The news this week that his character on Two and a Half Men will be killed off next season, making way for his replacement Ashton Kutcher, was met with a resounding yawn. Who cares? He's already gone. Then Lionsgate announced they would rush a Sheen sitcom into production for January.
Will it connect with viewers? My guess is no. Sheen's last show worked because he was perfectly cast. His peccadilloes were well known and the more his off-screen activities echoed his on-screen behavior the higher the ratings went.
But the success of that show was directly related to Sheen's personal life. We knew he was one step beyond the lovable scamp he played on TV, but the genius of the show was to emphasize his bad boy image; the perfect marriage of character and actor.
Kutcher has a rougher road ahead. He's a popular actor but lacks Sheen's edge. Of all the names bandied about to replace Charlie the one that made the most sense was Hugh Grant. He hasn't been overexposed on television, has charm to burn, and a certain scandal in his past made him seem just a bit naughty but he smartly declined.
Come January Kutcher will go head to head with Sheen. Kutcher, a returning TV king, Sheen, a tarnished star looking for a comeback. Charlie is probably convinced his "winning!" ways will ensure a successful return but comebacks are tricky.
Ask Mickey Rourke.
He became a media darling following the release of The Wrestler, after a few years in career Siberia. Big things were predicted and then... nothing. He didn't disappear completely, but a role as a bad guy in the lesser of the two Iron Man films, a cameo in The Expendables, and leads in several direct to video movies don't exactly scream A-list.
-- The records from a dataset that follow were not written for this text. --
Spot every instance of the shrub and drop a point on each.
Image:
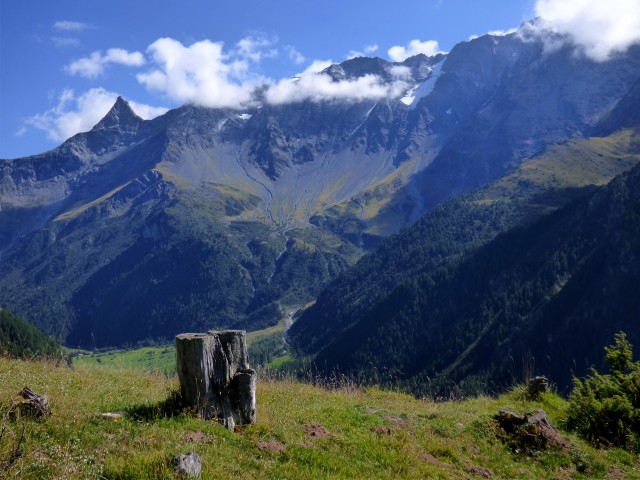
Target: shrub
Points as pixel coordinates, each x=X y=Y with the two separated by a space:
x=605 y=409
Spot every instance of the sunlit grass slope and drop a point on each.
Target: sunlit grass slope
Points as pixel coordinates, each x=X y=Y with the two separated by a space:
x=302 y=432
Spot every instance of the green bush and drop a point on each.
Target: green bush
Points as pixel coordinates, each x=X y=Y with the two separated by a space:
x=605 y=409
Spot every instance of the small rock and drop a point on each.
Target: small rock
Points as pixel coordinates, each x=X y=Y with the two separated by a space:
x=32 y=404
x=273 y=446
x=315 y=430
x=187 y=465
x=113 y=415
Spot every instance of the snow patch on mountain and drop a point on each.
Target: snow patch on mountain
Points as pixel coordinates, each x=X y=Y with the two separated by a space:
x=423 y=89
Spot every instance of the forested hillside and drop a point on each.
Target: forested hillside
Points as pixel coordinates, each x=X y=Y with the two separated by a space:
x=454 y=302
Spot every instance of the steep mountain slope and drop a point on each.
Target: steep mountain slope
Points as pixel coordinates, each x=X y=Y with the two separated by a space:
x=554 y=290
x=208 y=218
x=19 y=339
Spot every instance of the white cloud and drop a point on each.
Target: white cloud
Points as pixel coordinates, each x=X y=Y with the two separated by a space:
x=294 y=55
x=255 y=48
x=597 y=28
x=415 y=47
x=316 y=86
x=93 y=65
x=71 y=26
x=200 y=74
x=79 y=114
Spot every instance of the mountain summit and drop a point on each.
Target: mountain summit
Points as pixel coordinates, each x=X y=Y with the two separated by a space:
x=214 y=218
x=121 y=115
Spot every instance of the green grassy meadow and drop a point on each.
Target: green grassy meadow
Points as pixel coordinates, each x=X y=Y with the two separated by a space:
x=302 y=432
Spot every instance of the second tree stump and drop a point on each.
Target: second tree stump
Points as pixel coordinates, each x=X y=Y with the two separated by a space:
x=215 y=376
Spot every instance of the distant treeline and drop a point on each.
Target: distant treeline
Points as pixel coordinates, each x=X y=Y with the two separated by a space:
x=19 y=339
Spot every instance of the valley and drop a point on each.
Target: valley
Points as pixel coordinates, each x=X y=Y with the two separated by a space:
x=431 y=217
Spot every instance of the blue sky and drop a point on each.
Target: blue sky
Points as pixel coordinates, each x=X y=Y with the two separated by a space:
x=63 y=62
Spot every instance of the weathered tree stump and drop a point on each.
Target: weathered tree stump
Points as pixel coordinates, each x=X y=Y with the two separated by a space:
x=215 y=376
x=32 y=404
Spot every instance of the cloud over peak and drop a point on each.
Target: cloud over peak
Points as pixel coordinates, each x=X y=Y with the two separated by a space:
x=598 y=29
x=414 y=47
x=200 y=73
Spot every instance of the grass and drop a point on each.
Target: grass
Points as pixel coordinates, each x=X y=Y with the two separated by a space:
x=157 y=359
x=146 y=359
x=302 y=432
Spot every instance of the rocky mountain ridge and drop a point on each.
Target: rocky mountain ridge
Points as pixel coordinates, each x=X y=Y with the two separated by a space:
x=289 y=194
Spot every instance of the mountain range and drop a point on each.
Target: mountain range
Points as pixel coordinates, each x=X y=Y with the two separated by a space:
x=215 y=218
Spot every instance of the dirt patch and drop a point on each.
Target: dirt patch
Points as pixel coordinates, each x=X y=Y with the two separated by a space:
x=43 y=457
x=315 y=430
x=616 y=473
x=383 y=430
x=428 y=458
x=480 y=471
x=195 y=437
x=273 y=446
You see, The Wrestler was Rourke's Two and a Half Men, a role tailor made for the actor. Rourke, an actor with a face only a plastic surgeon could love, can play other grizzled types but will likely never again find a role for which he is so perfectly suited. Ditto Charlie. There are plenty of smarmy, aging Lothario roles around but few have the light touch and magic that made his sitcom a mainstream hit.
Lionsgate must feel Sheen is still viable as a middle-America star, but will the audience accept him back? I don't know. I don't see many people wearing "Winning!" t-shirts on the streets these days.